In such a population nearly all individuals have the same bit-strings A and A' 
in their diploid genome, thus producing haploid gametes (ovum and sperm cells) 
of one type only, either A or A'. An A sperm combined with an ovum of gamete 
type A cannot survive with many mutations, since then even homozygous pairs 
of recessive alleles affect our health. The same happens with ovum and sperm 
cell both of type A'. But if one is of type A and one of type A', the A-A'-zygote 
can survive even if half of the bits (alleles of the genome) are mutated, since there 
is always a one-bit in A combined with a zero-bit in A' and thus for recessive 
mutations the phenotype is not affected. Thus high numbers of mutations can 
be tolerated in this strategy.

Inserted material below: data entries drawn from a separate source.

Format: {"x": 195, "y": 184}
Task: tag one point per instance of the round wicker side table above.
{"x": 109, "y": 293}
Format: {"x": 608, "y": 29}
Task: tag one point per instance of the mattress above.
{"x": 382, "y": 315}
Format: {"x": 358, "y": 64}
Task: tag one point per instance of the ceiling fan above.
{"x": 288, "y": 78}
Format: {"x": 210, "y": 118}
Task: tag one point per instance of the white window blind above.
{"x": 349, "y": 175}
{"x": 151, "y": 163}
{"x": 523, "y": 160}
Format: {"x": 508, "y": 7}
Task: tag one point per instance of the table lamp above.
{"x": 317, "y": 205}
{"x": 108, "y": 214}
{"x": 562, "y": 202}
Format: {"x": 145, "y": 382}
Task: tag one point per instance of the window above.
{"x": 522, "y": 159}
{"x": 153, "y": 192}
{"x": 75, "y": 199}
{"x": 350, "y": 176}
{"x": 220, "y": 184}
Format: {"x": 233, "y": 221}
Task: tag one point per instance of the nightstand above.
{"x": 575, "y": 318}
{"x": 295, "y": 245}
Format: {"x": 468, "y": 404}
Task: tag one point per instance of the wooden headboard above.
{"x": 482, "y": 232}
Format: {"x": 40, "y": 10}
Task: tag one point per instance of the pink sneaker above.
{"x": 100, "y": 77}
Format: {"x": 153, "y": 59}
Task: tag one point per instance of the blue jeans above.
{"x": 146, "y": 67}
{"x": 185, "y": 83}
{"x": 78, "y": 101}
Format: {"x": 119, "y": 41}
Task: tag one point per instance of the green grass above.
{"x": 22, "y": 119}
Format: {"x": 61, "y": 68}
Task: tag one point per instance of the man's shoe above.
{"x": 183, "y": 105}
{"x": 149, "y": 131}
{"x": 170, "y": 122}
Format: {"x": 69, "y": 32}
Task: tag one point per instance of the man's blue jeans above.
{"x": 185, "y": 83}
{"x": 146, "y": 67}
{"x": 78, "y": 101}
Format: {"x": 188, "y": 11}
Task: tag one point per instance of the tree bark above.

For purification, on the other hand, mutations are 
rare. (Warning: Sometimes changes are very slow; for L = 512, R = 320 we 
even had a case where the population decayed first very slowly, and after 700 
million iterations very fast to extinction.) 

Somewhat related is gamete recognition [10 , where the ovum rejects those 
sperm cells for fusion into a diploid zygote whose haploid genome is too similar 
to the haploid genome of the ovum. This effect is beneficial if the population, 
due to a low recombination rate, shows complementarity. If this gamete selection 
is added to the sexual Penna model then complementarity survives for higher 
r, the population size to the left of the gap (small r) is strongly enhanced while 
the populations to the right of the gap (r closer to unity) barely change. 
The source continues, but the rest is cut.